E devo acrescentar, a Presidente da República.
Não devo nem vou elucidar quem quer que seja sobre o assunto da Educação, por dois motivos: porque considero que quem queira estar informado deva ler jornais ou ao menos interessar-se pelas notícias e debates que fazem parte desta palhaçada de desgoverno que temos, e porque não me apetece fazer humor de um assunto que considero sério e que me é bastante pessoal. Não sei se a alternativa de Menezes e do "seu" PSD farão alguma mossa ou sequer se este PS alguma vez sairá do Poder, uma vez que lá chegou com maioria absoluta. Alguém votou no "sr engenheiro", eu é que não fui. E não sei sequer se ao demitir a ministra, adiantaria algo ao estado das coisas, ou se modificaria mesmo o que quer que fosse. Todos os cancros deixam metástases e este não é excepção.

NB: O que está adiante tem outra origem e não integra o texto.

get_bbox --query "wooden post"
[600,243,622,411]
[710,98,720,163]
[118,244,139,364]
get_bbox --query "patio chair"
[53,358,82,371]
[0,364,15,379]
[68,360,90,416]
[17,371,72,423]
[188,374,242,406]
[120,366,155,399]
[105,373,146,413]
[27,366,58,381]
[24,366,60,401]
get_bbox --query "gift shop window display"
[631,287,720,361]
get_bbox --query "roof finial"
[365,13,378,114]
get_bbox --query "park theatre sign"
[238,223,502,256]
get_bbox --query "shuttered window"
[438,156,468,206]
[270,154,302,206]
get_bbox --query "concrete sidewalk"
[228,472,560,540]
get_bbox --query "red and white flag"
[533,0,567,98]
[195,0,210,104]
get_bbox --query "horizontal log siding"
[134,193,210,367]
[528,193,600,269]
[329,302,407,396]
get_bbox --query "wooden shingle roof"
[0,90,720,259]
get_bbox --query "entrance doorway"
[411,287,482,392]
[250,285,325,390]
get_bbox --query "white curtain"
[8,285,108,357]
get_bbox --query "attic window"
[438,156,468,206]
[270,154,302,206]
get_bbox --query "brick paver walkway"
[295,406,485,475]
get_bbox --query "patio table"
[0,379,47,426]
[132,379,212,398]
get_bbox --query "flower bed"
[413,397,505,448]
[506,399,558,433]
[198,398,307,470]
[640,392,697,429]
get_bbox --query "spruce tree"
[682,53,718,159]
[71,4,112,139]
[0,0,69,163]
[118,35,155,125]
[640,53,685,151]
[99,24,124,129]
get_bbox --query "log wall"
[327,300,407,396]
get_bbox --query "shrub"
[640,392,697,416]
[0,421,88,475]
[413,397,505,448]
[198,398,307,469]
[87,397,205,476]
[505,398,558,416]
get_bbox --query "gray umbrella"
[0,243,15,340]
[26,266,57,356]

Considero de louvar como é que a incoerência se pode personificar assim tanto, a incompetência e o autismo de um ministro que antes de tudo, deveria saber dialogar e estar atento às contrapartidas de TODOS os professores. A grande questão aqui nem sequer se trata de qualidade, de uma boa avaliação do corpo docente nem se temos um Ensino digno e capaz em Portugal: a verdadeira razão para aquilo que se está a verificar nas alterações do Estatuto da Carreira Docente é DINHEIRO. Números. Reduzir o número de horas de algumas disciplinas equivale a reduzir emprego e vagas nas escolas = dinheiro nos cofres. A solução é, portanto, cortar nas despesas da Educação. Fácil. Instituir o medo também. Reduzir as hipóteses de progressão na carreira e congelar ordenados com o pretexto da avaliação é fácil, mas não é mais que areia nos olhos. E não é preciso ser-se ministro para se chegar a esta conclusão.
O problema dos professores não é medo de serem avaliados: é medo da humilhação pública a que estão sujeitos com esta avaliação, é medo do desemprego, é a revolta contra alguém que se insurge acima de qualquer democracia, levando em frente políticas nunca antes tão contestadas no país, depois da ditadura. É a raiva contra este Governo e este Primeiro-Ministro que se julga acima de todos, que EXIGE qualificações da parte de todos os trabalhadores deste país, mas continua alheio aos escândalos e às mentiras envoltas nas suas próprias qualificações. Que ainda não explicou todos os últimos acontecimentos relativos às obras que assinou e que continua a ter uma licenciatura entre-aspas.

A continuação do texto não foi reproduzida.